‘Uitbreiding Kleefsedijk uitgesloten’, kopte dagblad De Limburger op 14
maart 2018. ‘Typisch gevalletje vooruitlopen op de feiten’, noemde ik dat toen (klik hier). Nu, ruim zeven jaar later, lijkt het er gelukkig op dat ik
destijds ongelijk had. Met de nadruk op ‘lijkt’.
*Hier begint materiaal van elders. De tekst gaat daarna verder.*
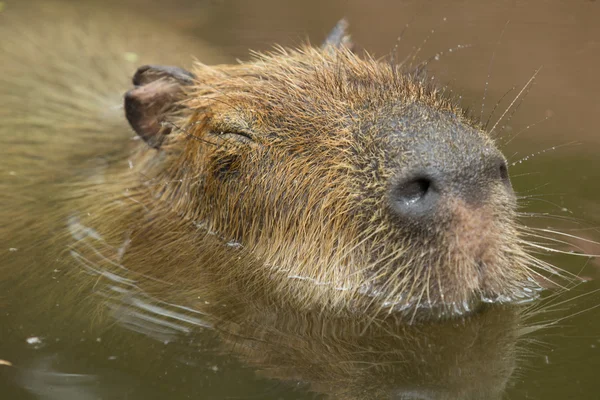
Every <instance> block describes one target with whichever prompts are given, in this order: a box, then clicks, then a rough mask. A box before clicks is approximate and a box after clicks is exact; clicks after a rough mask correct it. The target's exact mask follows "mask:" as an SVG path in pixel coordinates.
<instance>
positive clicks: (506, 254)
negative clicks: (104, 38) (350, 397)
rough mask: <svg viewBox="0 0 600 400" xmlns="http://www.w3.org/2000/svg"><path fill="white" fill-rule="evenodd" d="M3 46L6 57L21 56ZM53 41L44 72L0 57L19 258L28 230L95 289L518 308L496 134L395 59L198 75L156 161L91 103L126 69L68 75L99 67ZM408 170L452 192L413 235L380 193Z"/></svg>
mask: <svg viewBox="0 0 600 400" xmlns="http://www.w3.org/2000/svg"><path fill="white" fill-rule="evenodd" d="M0 32H2V30H0ZM2 33H5V34H7V35H8V34H9V33H8V32H2ZM3 36H4V35H3ZM50 36H51V35H50ZM9 37H10V36H9ZM54 38H56V36H54ZM89 38H93V36H92V35H90V36H88V35H87V34H86V35H84V36H82V38H81V39H82V40H83V41H85V40H90V39H89ZM13 39H14V40H17V38H14V37H10V40H8V41H7V42H6V43H8V44H2V45H1V46H2V48H1V49H2V51H3V52H4V54H9V53H10V54H12V55H18V54H22V53H21V52H19V51H17V50H15V49H17V48H18V46H16V47H11V46H13V45H11V43H14V40H13ZM36 40H40V38H38V39H36ZM92 40H93V39H92ZM115 42H118V41H116V40H115ZM107 43H108V44H109V45H111V43H112V41H111V40H108V41H107ZM57 46H58V47H59V48H61V49H63V53H61V56H60V57H57V58H58V62H56V63H55V62H54V61H53V57H44V58H42V59H40V60H39V63H40V64H38V67H39V68H33V67H32V66H31V64H30V63H29V62H28V61H27V57H25V61H23V60H19V59H18V57H13V56H11V57H10V62H9V63H7V64H6V65H5V66H3V67H2V81H1V82H2V83H1V85H2V86H1V88H2V101H3V109H4V110H8V113H9V114H10V115H9V116H8V117H7V118H6V119H5V120H4V122H3V125H2V127H1V128H0V140H1V141H2V145H3V146H2V147H3V149H4V150H3V153H4V154H2V160H3V161H2V162H1V166H2V173H3V174H6V175H8V176H9V177H10V178H9V179H8V180H7V181H6V183H3V184H2V185H3V186H4V185H6V186H4V187H2V189H3V190H2V192H3V196H7V200H6V204H8V205H9V206H8V207H7V208H5V209H4V210H3V211H2V220H3V222H2V230H3V232H2V236H3V237H15V235H14V232H17V231H19V229H21V231H20V234H21V235H25V236H21V238H20V239H19V238H15V239H13V241H14V242H15V244H14V245H11V247H14V248H20V249H23V248H24V246H25V247H27V246H32V244H31V243H33V241H31V236H27V235H28V232H29V233H32V232H33V231H36V230H39V229H43V230H44V232H47V234H48V235H49V236H51V237H53V240H52V241H53V242H54V243H55V245H56V246H58V247H59V248H60V249H63V248H64V246H65V245H66V246H67V247H68V251H67V254H68V257H67V259H68V258H71V260H75V261H76V262H77V264H79V265H81V266H83V267H84V269H85V270H87V271H91V272H93V273H94V275H95V276H96V277H104V278H107V277H108V278H109V279H116V278H114V277H115V276H116V274H118V275H120V276H124V277H123V278H119V279H122V280H125V279H126V280H127V281H128V282H129V283H130V284H132V285H135V286H136V287H138V288H141V289H142V290H143V291H144V292H145V293H147V294H149V295H150V296H153V297H155V298H157V299H161V300H162V301H166V302H169V303H173V304H180V305H182V306H186V307H191V308H194V307H197V306H198V305H199V304H202V303H204V302H206V301H208V300H210V301H211V302H215V301H218V299H222V298H230V296H228V295H226V294H230V293H237V294H238V297H239V299H238V300H239V301H240V302H242V303H265V304H268V305H270V306H274V307H282V308H283V307H292V308H293V309H295V310H300V311H302V310H304V311H318V312H327V313H333V314H335V315H354V314H356V315H368V316H372V317H373V318H375V317H385V315H387V314H395V315H400V316H403V317H406V318H407V321H414V320H415V318H417V319H431V318H440V317H448V316H458V315H464V314H466V313H469V312H471V311H473V310H475V309H477V308H478V307H479V306H480V305H481V304H482V303H510V302H520V301H524V300H527V299H531V298H533V297H534V296H535V292H536V290H537V289H538V285H537V284H536V283H535V282H536V279H537V276H538V274H539V272H538V269H539V268H538V267H541V269H550V268H549V267H547V266H544V265H543V264H542V263H540V262H538V261H537V260H535V259H534V258H533V257H532V256H531V255H529V254H528V253H527V252H525V251H524V249H523V246H522V239H521V230H520V228H519V226H518V224H517V222H516V211H515V207H516V204H515V199H514V195H513V194H512V189H510V187H509V185H507V180H506V179H504V178H503V177H502V173H501V172H498V171H497V170H496V169H495V166H496V165H497V163H496V160H500V161H501V162H503V160H504V159H503V157H502V155H501V154H500V153H499V151H498V150H497V148H496V146H495V144H494V142H493V140H492V138H491V137H490V136H489V135H488V134H487V133H486V132H485V131H484V130H483V129H482V128H481V126H480V125H479V123H478V122H477V121H475V120H473V119H471V118H470V117H468V116H467V115H466V114H465V113H464V111H463V110H462V109H461V108H460V106H459V105H457V104H456V103H455V102H454V101H453V100H452V99H449V98H447V97H446V96H445V95H444V94H443V93H442V92H441V91H439V90H437V89H436V88H434V87H431V86H429V85H428V84H426V83H425V81H424V80H423V79H422V78H421V77H420V76H419V75H418V74H413V73H411V71H409V70H406V69H405V68H403V66H397V65H391V64H390V63H387V62H382V61H377V60H374V59H372V58H370V57H368V56H359V55H357V54H355V53H353V52H351V51H350V50H348V49H347V48H345V47H341V48H332V47H327V48H324V49H323V48H315V47H310V46H307V47H304V48H301V49H299V50H289V49H279V50H277V51H274V52H273V53H269V54H255V56H254V59H253V60H251V61H249V62H245V63H241V64H239V65H217V66H208V65H206V64H203V63H199V62H198V63H196V64H195V65H194V66H193V68H192V70H191V71H192V73H193V75H194V76H195V78H194V82H193V84H192V85H189V86H184V87H182V90H181V94H179V95H178V96H177V98H176V99H175V100H176V105H177V106H176V107H174V108H173V110H174V111H172V112H168V113H167V114H166V115H165V116H164V119H162V120H161V123H162V125H163V127H165V128H168V129H169V131H170V133H169V134H168V135H165V136H164V138H163V139H162V142H161V144H160V146H158V148H155V147H153V146H148V145H147V143H145V142H144V141H142V140H139V138H137V139H138V140H131V139H130V138H131V136H132V132H131V131H130V129H129V128H128V127H127V126H126V125H125V119H124V117H123V116H122V115H119V114H121V112H122V111H121V110H120V109H114V107H112V106H114V105H115V104H116V103H115V102H110V103H106V102H104V99H105V98H106V96H104V94H105V93H106V94H108V92H109V93H110V96H113V97H112V98H113V99H120V98H121V97H120V96H122V95H123V93H125V92H126V91H127V90H128V89H130V85H129V84H123V83H120V84H116V85H115V86H116V87H122V88H121V89H119V90H113V86H112V83H113V82H117V81H118V82H123V79H125V78H126V77H127V76H125V75H124V74H122V73H121V72H120V71H121V70H122V69H121V68H111V69H110V70H107V71H104V70H102V69H99V68H98V67H99V66H100V68H101V67H102V66H103V65H105V64H104V60H102V61H101V62H99V63H96V62H91V61H90V65H89V66H88V67H87V68H84V69H83V70H82V69H81V68H82V67H81V65H79V64H77V63H79V62H80V61H79V60H78V58H82V59H83V60H94V57H95V55H94V54H88V55H85V56H84V57H75V56H80V55H81V53H78V52H79V51H80V50H81V49H88V48H92V49H93V48H96V47H93V46H86V45H84V46H81V47H77V46H73V45H72V44H71V43H68V42H65V43H63V44H59V45H57ZM37 47H43V46H41V45H39V46H37ZM109 47H110V46H109ZM75 49H79V50H75ZM113 51H114V50H112V49H110V48H107V49H106V55H107V56H110V57H112V56H114V55H119V56H122V52H120V50H116V51H115V52H114V53H111V52H113ZM103 56H104V54H103ZM117 58H118V57H117ZM71 60H72V61H71ZM152 62H154V61H152ZM118 64H119V65H123V64H126V63H125V62H123V60H122V59H119V62H118ZM23 65H26V66H27V68H28V69H27V72H28V73H27V74H26V75H25V78H20V79H15V76H16V74H17V71H19V69H20V67H22V66H23ZM82 71H85V73H83V74H81V72H82ZM19 72H22V71H19ZM31 72H35V73H31ZM114 75H116V76H117V77H118V80H114V81H113V76H114ZM130 75H132V73H129V76H130ZM49 77H50V79H48V78H49ZM57 78H60V79H57ZM63 79H64V80H63ZM99 82H102V83H101V84H100V85H99ZM67 93H68V94H67ZM24 104H27V105H28V106H26V107H24ZM109 104H110V105H109ZM111 105H112V106H111ZM111 110H112V111H115V110H118V111H119V112H112V111H111ZM169 110H171V109H169ZM107 113H108V114H110V115H108V114H107ZM40 154H42V155H41V156H40ZM31 160H33V161H32V162H31V163H30V164H27V163H28V162H29V161H31ZM83 160H85V162H84V161H83ZM488 160H492V161H493V162H492V163H491V164H492V167H490V163H489V162H488ZM82 166H85V167H82ZM70 168H77V171H73V172H72V173H71V172H69V173H67V172H66V170H68V169H70ZM423 168H434V169H436V170H438V171H442V172H443V174H444V176H445V177H446V178H447V185H446V186H445V188H444V191H443V193H442V195H443V198H442V201H440V207H439V209H438V210H437V211H436V212H435V213H434V214H433V215H432V216H430V217H429V219H423V220H422V221H419V222H418V223H417V222H415V221H412V220H409V219H405V218H402V217H399V216H398V213H397V212H395V211H394V207H395V205H394V202H395V201H396V200H395V195H394V190H395V188H396V187H397V186H398V183H399V182H402V181H403V180H406V179H407V178H410V176H409V175H410V174H411V173H412V172H413V171H414V170H419V169H423ZM6 175H5V176H6ZM46 188H47V191H46ZM48 194H50V195H51V196H52V198H51V200H50V201H48V199H46V197H47V196H48ZM24 199H27V200H25V201H24ZM46 202H49V203H50V204H49V207H45V206H42V204H44V203H46ZM4 221H6V222H4ZM40 227H41V228H40ZM46 240H47V238H46ZM57 241H58V243H59V244H58V245H57V244H56V242H57ZM27 243H28V244H27ZM550 272H554V271H550Z"/></svg>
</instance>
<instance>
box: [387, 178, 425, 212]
mask: <svg viewBox="0 0 600 400" xmlns="http://www.w3.org/2000/svg"><path fill="white" fill-rule="evenodd" d="M430 186H431V181H430V180H429V179H427V178H417V179H413V180H411V181H409V182H405V183H402V184H400V185H398V187H397V188H396V201H399V202H400V203H402V204H403V205H404V206H406V207H410V206H412V205H415V204H416V203H417V202H419V201H421V200H422V199H424V198H425V197H426V196H427V192H428V191H429V189H430Z"/></svg>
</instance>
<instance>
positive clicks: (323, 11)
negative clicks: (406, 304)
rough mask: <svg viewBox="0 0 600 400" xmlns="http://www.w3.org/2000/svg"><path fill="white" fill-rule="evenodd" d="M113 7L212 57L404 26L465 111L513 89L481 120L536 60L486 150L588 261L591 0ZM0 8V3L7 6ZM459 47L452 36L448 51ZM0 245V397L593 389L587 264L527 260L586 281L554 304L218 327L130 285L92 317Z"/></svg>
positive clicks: (93, 296)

Wat is er aan de hand? Na een proces van bijna twintig (!) jaar besloot het
college van burgemeester en wethouders van Horst aan de Maas dinsdag de milieuvergunning
voor een varkensbedrijf aan de Kleefsedijk in Sevenum in te trekken. Dit moet
de komst van een megastal ter plekke voorkomen. Dit uiteraard tot grote vreugde
van de omwonenden – verenigd in de Werkgroep Kleefsedijk – die sinds jaar en
dag fel streden tegen de voorgenomen bouw van de megastal.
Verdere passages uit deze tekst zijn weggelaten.